O segundo painel foi sobre “Racismo Estrutural, Criminalização e Segurança Pública”. Nele, estiveram presentes a defensora pública do Estado do Rio de Janeiro Patrícia Fonseca Carlos Magno de Oliveira; a advogada Caroline Bispo; a pesquisadora da Justiça Global Monique Cruz; o coronel RR Íbis Pereira; a coordenadora do Centro de Estudos de Segurança e Cidadania, Julita Tannuri Lemgruber; e Bruna Silva e Ana Paula Oliveira, mães dos jovens Marcos Vinícius da Silva e Johnatha de Oliveira Lima, respectivamente, vítimas da violência no Estado.

O coronel Íbis Pereira relacionou o assunto ao modelo econômico que, segundo o próprio, “desconsidera vidas”. Também destacou a importância de discutir sobre o assunto.

“É um tema fundamental para o Estado Democrático de Direito e para a democracia.
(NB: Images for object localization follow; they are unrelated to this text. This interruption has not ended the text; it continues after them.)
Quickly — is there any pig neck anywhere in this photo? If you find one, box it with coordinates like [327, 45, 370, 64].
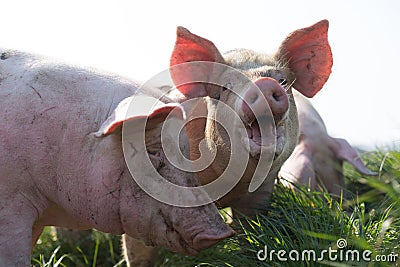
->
[78, 131, 129, 234]
[293, 91, 328, 150]
[293, 91, 327, 132]
[34, 131, 127, 235]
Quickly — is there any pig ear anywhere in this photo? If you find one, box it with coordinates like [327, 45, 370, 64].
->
[277, 20, 333, 98]
[170, 26, 225, 98]
[95, 95, 185, 137]
[329, 138, 378, 176]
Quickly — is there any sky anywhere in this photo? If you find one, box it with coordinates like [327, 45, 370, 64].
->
[1, 0, 399, 149]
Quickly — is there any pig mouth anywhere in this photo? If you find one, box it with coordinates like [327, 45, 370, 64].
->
[243, 118, 286, 159]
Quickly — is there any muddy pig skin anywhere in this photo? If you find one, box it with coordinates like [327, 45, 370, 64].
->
[279, 91, 377, 196]
[0, 50, 234, 266]
[123, 20, 333, 266]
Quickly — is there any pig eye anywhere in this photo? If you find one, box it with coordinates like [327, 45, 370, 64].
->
[216, 83, 233, 99]
[222, 82, 233, 91]
[278, 79, 287, 86]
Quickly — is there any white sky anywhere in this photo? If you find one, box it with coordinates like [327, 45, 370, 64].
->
[1, 0, 399, 149]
No meu modo de entender, estamos vivendo um momento de ataque, não só no Brasil, mas no mundo. A necropolítica vem como uma resposta ao modelo de economia, ao problema em um cenário de avanço do ultraliberalismo, onde não há lugar para o pobre. Não há o que fazer com milhões de excluídos. O que fazer com essas pessoas? A necropolítica responde: morte.

A morte é convocada para dar uma solução. É uma discussão importante e bastante atual. O debate envolve a sobrevivência do gênero humano, pois não é possível continuar com um modelo econômico que desconsidera vidas e a capacidade do planeta de sustentar esse desenvolvimento. Se não enfrentarmos isso, a espécie vai acabar. A espécie humana pode acabar. É uma discussão urgente, não apenas para nós brasileiros e sul-americanos, mas para todos os seres humanos. É um assunto grave”, alertou.

Em um discurso carregado de emoções, Bruna Silva lembrou do filho, explicou sobre o trabalho que realiza na Maré e falou sobre o desejo não só dela, mas dos moradores de comunidades.

“Meu filho foi morto carregando material escolar e vestindo uniforme da escola. Ele estava indo estudar. Muitos acham que os ‘favelados, pobres e negros’ de comunidade são contra o Estado. Não, não somos. Nossa oposição é sobre o tratamento que recebemos do Estado. Não tenho drogas na minha casa, também não tenho armas de fogo, além de não ter passagens pela polícia, mas paguei o preço por uma guerra que não foi causada por nós. Hoje, quando trabalho na Rede da Maré fazendo a campanha da ‘porta a porta’, fico bem. Eu tento pregar para os moradores sobre quais são os nossos direitos. Tento explicar sobre o que podem ou não fazer conosco. Precisamos fazer valer os nossos direitos.

Nossos filhos estão perdendo a vida. Queremos uma segurança pública que garantisse nosso bem-estar, assim como que o Estado trabalhasse com êxito e sucesso, salvando vidas e protegendo as pessoas dali”.

O evento marcou a 7ª reunião do Fórum Permanente de Política e Justiça Criminal.